Contexts are for applying additional helpful information to a generated wordform, perhaps to improve legibility or provide linguistic queues for important distinctions, such as adding adverbs to display tense or pronouns to reinforce person agreement.

Contexts are defined within .context files in the corresponding language directory in language_specific_rules/paradigms. The filename may be anything, so long as the suffix is .context. For convenience, sme and sma match filenames between paradigms and context, but there is no need to do so, and one .context file could be used for everything.

File structure

Context files are simply a YAML list, and each item is a dictionary with the following keys:

entry_context - (string) matches the @context attribute on each <l /> node. Set to a string, or None
tag_context - (string) matches the tag used in generation.
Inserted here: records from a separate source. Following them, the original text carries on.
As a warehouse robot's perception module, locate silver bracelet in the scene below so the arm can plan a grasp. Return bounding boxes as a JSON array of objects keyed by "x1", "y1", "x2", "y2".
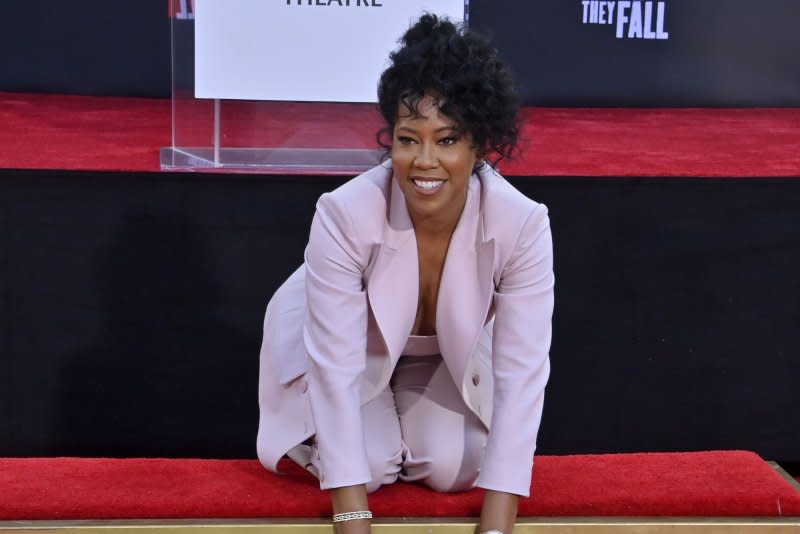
[{"x1": 333, "y1": 510, "x2": 372, "y2": 523}]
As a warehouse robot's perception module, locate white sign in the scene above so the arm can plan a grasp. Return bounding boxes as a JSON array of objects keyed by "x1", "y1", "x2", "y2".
[{"x1": 194, "y1": 0, "x2": 464, "y2": 102}]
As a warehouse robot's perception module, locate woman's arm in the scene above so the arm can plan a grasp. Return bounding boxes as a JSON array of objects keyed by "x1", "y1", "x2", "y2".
[
  {"x1": 303, "y1": 195, "x2": 371, "y2": 489},
  {"x1": 477, "y1": 204, "x2": 554, "y2": 496},
  {"x1": 331, "y1": 484, "x2": 370, "y2": 534},
  {"x1": 478, "y1": 490, "x2": 519, "y2": 534}
]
Must be set to something, as none would overapply the context.
template - jinja-format string, which accepts certain variables:

Template variables allowed:

word_form - inserts the wordform
context - inserts the context (usually not necessary)

Some examples:

    - entry_context: "sii"
      tag_context: "V+Ind+Prs+Pl3"
      template: "(odne sii) {{ word_form }}"

The above would thus generate:

    (odne sii) deaivvadit

Example without entry_context:

    - entry_context: None
      tag_context: "V+Ind+Prs+Sg1"
      template: "(daan biejjien manne) {{ word_form }}"

Note the lack of quotes around "None".

Otherwise, see the checked in files for more examples.